When your agent makes the following call, it is using the scope uvm_test_top.env_h.agent_h.callback_h
// In agent
uvm_config_db #(virtual vif)::set(this, "callback_h", "Interface", uvc_if);
That is like the Linux file /uvm_test_top/callback_h/Interface
with the contents uvc_if
The problem is that a callback is not a component. In your code, callback_h
seems to be a property under the agent or driver. So you should use a global scope.
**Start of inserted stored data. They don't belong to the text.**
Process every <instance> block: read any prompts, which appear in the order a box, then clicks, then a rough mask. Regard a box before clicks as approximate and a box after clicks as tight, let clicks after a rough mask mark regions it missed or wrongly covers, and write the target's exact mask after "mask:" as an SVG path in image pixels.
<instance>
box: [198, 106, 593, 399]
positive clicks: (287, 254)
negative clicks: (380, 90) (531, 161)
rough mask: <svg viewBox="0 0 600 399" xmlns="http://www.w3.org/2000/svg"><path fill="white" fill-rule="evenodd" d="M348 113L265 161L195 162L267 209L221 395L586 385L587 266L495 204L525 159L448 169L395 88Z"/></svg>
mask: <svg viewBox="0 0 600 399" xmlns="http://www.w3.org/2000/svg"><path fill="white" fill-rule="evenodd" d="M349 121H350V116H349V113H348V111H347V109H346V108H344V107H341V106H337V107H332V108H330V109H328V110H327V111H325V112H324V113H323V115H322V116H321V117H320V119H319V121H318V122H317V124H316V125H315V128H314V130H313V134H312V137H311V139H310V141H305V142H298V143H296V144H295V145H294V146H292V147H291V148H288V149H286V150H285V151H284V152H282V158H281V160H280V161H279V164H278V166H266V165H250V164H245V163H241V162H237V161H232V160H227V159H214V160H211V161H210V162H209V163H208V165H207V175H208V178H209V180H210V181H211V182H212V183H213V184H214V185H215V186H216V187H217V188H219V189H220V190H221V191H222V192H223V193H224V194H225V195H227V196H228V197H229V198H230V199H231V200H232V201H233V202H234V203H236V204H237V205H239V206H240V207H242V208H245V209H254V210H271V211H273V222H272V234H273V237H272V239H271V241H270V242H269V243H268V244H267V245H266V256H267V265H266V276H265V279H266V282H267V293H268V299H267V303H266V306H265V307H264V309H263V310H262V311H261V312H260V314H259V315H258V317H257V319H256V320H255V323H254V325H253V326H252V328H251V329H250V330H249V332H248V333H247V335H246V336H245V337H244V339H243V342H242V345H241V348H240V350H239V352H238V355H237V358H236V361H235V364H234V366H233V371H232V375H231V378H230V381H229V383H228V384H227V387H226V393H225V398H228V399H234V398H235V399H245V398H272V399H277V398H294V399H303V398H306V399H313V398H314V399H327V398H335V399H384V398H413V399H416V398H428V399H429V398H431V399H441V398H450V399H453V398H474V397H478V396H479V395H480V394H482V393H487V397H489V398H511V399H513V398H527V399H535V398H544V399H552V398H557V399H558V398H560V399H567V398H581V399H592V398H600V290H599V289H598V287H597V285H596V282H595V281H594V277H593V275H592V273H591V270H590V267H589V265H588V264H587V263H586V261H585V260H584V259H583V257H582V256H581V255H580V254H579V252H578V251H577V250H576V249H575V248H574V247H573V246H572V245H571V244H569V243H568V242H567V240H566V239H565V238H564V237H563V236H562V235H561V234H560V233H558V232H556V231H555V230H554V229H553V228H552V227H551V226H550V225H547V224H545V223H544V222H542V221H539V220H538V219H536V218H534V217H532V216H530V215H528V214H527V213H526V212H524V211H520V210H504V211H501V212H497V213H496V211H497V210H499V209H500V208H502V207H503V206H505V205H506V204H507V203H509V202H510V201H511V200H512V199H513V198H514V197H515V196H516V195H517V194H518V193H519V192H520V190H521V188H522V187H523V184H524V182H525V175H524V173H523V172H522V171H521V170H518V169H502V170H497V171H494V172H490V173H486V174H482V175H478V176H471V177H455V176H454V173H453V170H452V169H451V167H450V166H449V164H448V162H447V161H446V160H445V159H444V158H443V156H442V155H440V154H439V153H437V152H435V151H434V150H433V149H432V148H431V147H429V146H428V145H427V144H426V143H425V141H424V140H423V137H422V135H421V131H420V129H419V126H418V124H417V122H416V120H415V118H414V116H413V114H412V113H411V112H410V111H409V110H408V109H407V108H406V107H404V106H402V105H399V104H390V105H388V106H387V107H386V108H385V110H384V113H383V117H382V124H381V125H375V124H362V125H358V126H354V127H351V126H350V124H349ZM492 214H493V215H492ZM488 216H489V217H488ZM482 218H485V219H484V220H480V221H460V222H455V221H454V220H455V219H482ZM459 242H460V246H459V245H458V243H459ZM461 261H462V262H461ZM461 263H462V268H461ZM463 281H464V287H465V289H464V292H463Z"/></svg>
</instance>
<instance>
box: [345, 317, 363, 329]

If you start the scope with null
, that is like the Linux root.
// In test class
uvm_config_db#(virtual vif)::set(null, "Callback", "Interface", uvc_if);
This is like the Linux file /Callback/Interface
Then get the value in the callback class with the matching call.
// In callback
uvm_config_db#(virtual vif)::get(null, "Callback", "Interface", uvc_if);
This works great if every agent has the same callback. If you need different callbacks for different agents ... see what you can uniquify that second argument.